Assessing Personality through a Chatbot-based Structured Interview: Developing and Testing Two Parallel Predictive Models
Abstract
Recent advancements in artificial intelligence (AI) and natural language processing (NLP) are changing the way organizations assess talent. Even though conversational AI has been increasingly used to conduct interviews, limited studies have comprehensively examined the psychometric properties of personality-based structured interview in AI chatbot. The current study developed and evaluated a chatbot-based structured interview for personality assessment.

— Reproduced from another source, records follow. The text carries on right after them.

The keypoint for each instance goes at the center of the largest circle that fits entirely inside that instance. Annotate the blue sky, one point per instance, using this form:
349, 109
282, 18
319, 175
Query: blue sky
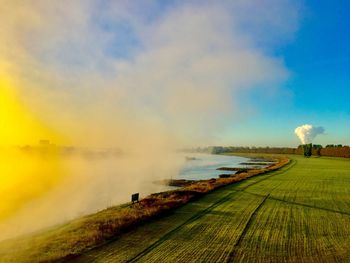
199, 71
318, 89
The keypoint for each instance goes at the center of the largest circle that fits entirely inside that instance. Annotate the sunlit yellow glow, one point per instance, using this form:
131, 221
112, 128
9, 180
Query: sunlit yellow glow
24, 174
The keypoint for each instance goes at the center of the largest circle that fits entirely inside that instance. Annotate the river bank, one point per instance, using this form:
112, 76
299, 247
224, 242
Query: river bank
72, 239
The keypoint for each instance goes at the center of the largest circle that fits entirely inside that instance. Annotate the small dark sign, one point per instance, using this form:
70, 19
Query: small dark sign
135, 198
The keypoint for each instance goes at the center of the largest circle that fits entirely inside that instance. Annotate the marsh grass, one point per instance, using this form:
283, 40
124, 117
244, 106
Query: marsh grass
71, 239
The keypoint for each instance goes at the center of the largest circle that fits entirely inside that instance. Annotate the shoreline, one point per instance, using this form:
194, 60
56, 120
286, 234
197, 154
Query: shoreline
82, 234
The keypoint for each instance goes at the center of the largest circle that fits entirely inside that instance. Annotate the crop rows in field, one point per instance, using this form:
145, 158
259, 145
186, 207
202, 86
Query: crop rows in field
298, 214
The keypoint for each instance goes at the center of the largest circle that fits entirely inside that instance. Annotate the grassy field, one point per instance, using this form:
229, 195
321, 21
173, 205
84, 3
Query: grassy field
300, 213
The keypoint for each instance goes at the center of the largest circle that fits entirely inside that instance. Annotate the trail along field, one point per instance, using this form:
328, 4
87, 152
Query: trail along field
300, 213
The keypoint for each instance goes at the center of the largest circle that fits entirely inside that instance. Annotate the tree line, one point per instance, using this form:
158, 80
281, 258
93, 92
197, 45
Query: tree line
308, 149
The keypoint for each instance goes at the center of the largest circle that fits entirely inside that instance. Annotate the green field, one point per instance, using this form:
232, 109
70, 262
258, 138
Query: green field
300, 213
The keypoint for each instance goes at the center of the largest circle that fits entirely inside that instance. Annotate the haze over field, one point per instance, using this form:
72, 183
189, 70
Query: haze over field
145, 77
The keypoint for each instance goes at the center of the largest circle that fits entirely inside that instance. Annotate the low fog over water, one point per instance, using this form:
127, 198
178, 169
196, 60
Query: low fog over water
91, 184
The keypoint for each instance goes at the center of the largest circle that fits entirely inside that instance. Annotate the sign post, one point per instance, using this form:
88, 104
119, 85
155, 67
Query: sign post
135, 197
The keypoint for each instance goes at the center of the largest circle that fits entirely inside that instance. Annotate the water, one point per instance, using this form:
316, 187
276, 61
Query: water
204, 166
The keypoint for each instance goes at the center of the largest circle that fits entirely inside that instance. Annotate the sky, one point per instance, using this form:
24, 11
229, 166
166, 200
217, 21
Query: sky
182, 72
318, 88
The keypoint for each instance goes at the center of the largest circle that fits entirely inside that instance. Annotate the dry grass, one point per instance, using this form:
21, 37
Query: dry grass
72, 239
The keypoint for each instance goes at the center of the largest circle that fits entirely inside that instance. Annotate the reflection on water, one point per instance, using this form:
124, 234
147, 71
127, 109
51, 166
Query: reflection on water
203, 166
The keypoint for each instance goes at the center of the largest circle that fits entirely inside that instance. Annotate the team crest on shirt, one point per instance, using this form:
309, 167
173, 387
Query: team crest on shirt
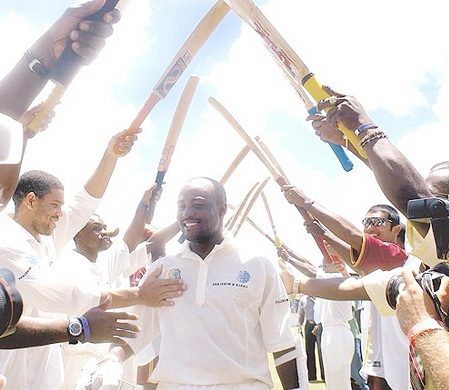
243, 276
174, 273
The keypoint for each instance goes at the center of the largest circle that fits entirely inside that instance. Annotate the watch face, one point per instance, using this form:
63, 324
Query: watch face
75, 327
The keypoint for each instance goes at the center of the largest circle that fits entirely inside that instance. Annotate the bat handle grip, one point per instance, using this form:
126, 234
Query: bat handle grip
312, 85
345, 162
52, 100
65, 68
154, 197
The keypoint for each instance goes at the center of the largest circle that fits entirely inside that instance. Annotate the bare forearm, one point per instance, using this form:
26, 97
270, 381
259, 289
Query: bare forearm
288, 372
338, 289
33, 332
433, 349
396, 176
122, 297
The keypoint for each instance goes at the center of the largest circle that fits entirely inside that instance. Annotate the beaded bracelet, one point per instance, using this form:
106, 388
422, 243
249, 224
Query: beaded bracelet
422, 327
364, 127
86, 329
371, 137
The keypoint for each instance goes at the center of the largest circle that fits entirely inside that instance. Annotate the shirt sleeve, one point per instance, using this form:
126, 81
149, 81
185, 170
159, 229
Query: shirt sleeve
275, 313
376, 254
74, 218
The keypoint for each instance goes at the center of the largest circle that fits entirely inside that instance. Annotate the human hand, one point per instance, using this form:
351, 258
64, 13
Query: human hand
159, 292
413, 303
110, 327
287, 277
86, 37
326, 132
122, 143
344, 109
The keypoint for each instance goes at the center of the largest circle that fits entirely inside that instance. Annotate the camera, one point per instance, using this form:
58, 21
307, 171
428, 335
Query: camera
429, 281
11, 305
435, 211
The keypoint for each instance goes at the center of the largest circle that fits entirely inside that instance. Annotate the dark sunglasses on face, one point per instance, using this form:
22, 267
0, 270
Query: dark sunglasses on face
375, 221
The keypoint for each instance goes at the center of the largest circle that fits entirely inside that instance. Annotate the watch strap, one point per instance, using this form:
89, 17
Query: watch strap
36, 66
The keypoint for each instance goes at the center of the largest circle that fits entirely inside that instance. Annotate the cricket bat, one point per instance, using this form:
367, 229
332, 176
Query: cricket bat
286, 57
171, 140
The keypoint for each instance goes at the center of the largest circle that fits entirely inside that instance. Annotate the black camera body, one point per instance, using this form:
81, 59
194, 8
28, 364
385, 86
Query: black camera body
11, 305
436, 212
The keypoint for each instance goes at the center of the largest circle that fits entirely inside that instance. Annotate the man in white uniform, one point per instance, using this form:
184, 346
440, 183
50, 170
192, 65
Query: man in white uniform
30, 242
337, 340
234, 311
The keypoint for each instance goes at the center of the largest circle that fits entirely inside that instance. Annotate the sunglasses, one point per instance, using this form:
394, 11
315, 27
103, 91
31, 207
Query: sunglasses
376, 221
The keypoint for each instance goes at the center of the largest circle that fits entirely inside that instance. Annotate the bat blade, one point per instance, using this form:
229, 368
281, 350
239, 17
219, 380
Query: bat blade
284, 54
181, 60
171, 140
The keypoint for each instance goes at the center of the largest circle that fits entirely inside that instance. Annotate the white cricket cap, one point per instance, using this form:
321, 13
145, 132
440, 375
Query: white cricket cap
11, 140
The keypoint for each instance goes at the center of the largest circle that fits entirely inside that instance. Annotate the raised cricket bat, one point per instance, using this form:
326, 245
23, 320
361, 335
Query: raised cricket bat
250, 205
281, 180
181, 60
171, 140
286, 57
66, 68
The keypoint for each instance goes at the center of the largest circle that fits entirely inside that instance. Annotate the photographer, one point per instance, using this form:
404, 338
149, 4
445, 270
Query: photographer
416, 315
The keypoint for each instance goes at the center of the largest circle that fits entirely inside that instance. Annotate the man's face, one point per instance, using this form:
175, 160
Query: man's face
47, 211
384, 231
94, 235
199, 216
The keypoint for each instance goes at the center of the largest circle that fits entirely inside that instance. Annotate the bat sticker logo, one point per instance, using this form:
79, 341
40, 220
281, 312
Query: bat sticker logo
278, 53
173, 75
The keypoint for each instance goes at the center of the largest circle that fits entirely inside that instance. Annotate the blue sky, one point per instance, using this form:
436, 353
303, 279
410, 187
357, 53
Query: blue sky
391, 55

This chatbot is embedded with a series of behavioral and situational questions targeting specific Big Five personality traits in the workplace and mines textual features from participants’ text responses collected during the interview. First, I trained two sets of machine learning models from employees’ (n = 1,043) chatbot interview scripts to predict their self-reported personality scores and interviewer-rated personality scores, respectively. I then applied the trained models to in an independent sample of full-time managers (n = 74) and examined whether the two sets of machine-inferred personality scores predicted supervisor-rated task performance, organizational citizenship behavior (OCB), and counterproductive work behavior (CWB). Additionally, I compared how different types of text used (aggregated text vs. trait-specific text) in model training affect the psychometric properties of machine scores. Results indicated that different ground truth and different text types impacted the psychometric properties of machine-inferred personality scores. Specifically, when trained on aggregated text, self-report and interviewer-report models showed good split-half reliability and convergent validity, poor discriminant validity, and visually no criterion-related validity. Interviewer-report models exhibited overall higher quality of machine scores than did self-report models. On the other hand, when trained on trait-specific text, the predictive models showed mixed evidence of reliability and convergent validity, but substantially higher discriminant validity and low criterion-related validity. In addition, there was reasonable evidence for cross-sample generalizability of psychometric properties of machine scores. Potential explanations for model differences, implications, limitations, and future directions are discussed.